With my order going horribly wrong last year, for Cadenhead and Springbank’s Online Tasting Week, I decided to skip this one, especially since Brexit had already happened too.
Of course, most whiskies were probably awesome and very reasonably priced, because that is what Cadenhead does. Most of them I’ve already forgotten after skimming the email about it though. Except this one.
This blended malt is called Anomaly, because it’s green. And by green it’s not a light bourbon cask that looks a tad green in the right light, but actual, slightly muddy and mossy green. Like ‘water from a fishtank in some post-apocalyptic movie with a decaying goldfish in it’-green.
Initially it sold for some £ 75 and quickly ramped up to € 175 on the secondary market, and even that bottle has sold by now. I doubted about buying it, until I found a sample available online and bought that instead.
Sniff:
It’s very woody with ‘green’ oak. The kind that leaves your hands green if you would touch the trunk. Pickled walnuts, somehow, with a slightly moldy hint of vegetables. Later on I get a scent of those big green plums.
Sip:
The palate packs a bit more punch that the 49% ABV suggested.

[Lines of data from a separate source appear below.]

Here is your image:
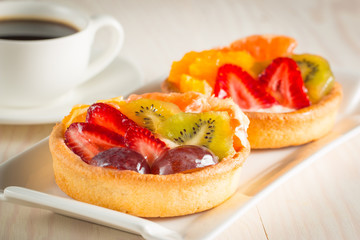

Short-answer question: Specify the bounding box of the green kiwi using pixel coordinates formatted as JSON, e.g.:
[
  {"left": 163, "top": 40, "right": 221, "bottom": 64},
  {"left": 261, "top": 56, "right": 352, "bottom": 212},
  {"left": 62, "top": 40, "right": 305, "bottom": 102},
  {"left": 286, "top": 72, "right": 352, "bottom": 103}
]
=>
[
  {"left": 157, "top": 112, "right": 234, "bottom": 159},
  {"left": 292, "top": 54, "right": 335, "bottom": 103},
  {"left": 120, "top": 98, "right": 181, "bottom": 132}
]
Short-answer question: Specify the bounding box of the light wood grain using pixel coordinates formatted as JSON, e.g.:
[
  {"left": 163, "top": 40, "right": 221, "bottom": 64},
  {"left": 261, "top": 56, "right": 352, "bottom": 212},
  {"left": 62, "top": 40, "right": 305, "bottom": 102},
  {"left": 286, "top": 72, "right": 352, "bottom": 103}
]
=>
[{"left": 0, "top": 0, "right": 360, "bottom": 240}]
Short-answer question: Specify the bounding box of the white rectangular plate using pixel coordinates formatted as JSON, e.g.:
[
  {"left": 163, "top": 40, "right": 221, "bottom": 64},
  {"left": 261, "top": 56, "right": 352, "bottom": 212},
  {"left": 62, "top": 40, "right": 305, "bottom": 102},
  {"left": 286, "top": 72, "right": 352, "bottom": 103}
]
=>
[{"left": 0, "top": 72, "right": 360, "bottom": 240}]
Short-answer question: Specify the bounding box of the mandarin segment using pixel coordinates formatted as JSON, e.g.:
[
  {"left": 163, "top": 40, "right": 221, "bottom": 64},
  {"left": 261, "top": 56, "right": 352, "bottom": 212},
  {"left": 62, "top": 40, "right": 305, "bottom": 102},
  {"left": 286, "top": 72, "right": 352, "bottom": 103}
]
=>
[
  {"left": 229, "top": 35, "right": 297, "bottom": 61},
  {"left": 168, "top": 49, "right": 254, "bottom": 87},
  {"left": 179, "top": 74, "right": 212, "bottom": 96}
]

A sharp oakiness with a touch of vinegar. Those pickled walnuts again. Walnut shells too, lots of wood, green apples and green plums.
Swallow:
The finish is somehow very old fashioned. Very oak driven again with hints of green malt on top of that. Quite a bit more barley notes than before, with some apples and a tiny bitter note.
So, contrary to what you might think after reading the tasting notes, this is actually a very good whisky. It’s something quite different than what you’d normally encounter, but it sure is tasty. Lots of oak and other kinds of green notes, plums, apples, moss, unmalted barley, and so on. I very much enjoyed it, to be honest.